Even if Fast R-CNN is faster with only doing convolution operation once per input and generate region proposals later, it still cannot process in real time since the large number of region proposals is the bottleneck which affects its performance.
Faster R-CNN [3]
The fatal bottleneck for R-CNN and Fast R-CNN is the computational heaviness of selective search for region proposals generations. Therefore, Faster R-CNN is introduced to improve the efficiency of the workload by eliminating selective search. It applies another layer of network to detect region proposals, and reshaped them using a RoI pooling layer which is then used to classify the image in the proposed region and predict the location of bounding boxes.
The process is a lot faster and can almost be done in real time, but may not be ideal for self-driving scenario as it requires really fast processing.
You Only Look Once [4][5]
R-CNN, Fast R-CNN, and Faster R-CNN all have two steps processing an image -- classification (identify classes) and linear regression (determine boxes sizes and locations), and they rarely look at the entire input image. Different from the above two-step regional based approaches, You Only Look Once (YOLO) is proposed to predict bounding boxes and class probabilities for the boxes by a single convolutional network as the following figure.
YOLO first takes an input image and split it into an SxS grid. Then take m bounding boxes for each cell and the network predicts the result (location and size of the bounding box and the classes probabilities) for each bounding box. Next, choose the class with maximum probability for each cell to generate confidence by Pr(class) * IOU(ground truth), where IOU is the intersection of bounding box and ground truth. In the end, apply non-maximum suppression to remove overlapped or low confidence boxes and output the final predicted result.

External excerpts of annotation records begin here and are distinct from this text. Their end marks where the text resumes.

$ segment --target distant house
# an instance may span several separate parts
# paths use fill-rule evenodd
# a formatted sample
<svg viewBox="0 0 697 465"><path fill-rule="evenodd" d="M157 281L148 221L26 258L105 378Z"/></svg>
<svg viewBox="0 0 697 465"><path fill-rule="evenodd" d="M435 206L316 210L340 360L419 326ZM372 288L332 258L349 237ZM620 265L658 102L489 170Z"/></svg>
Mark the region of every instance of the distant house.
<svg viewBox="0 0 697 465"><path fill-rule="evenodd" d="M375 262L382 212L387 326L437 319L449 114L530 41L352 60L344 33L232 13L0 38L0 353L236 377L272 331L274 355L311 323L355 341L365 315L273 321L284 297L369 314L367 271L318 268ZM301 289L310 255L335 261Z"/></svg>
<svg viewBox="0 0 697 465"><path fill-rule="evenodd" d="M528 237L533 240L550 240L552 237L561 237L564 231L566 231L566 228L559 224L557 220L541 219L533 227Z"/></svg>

YOLO is faster than other object detection algorithms. One limitation of YOLO is that it struggles with small objects within the image (e.g., it might have two cars in the same bounding box). However, this is negligible in our case as we tend to know whether there is an obstacle in the image; namely, as long as it can identify obstacle and help self-driving car avoid from it, it is acceptable to tolerate this limitation.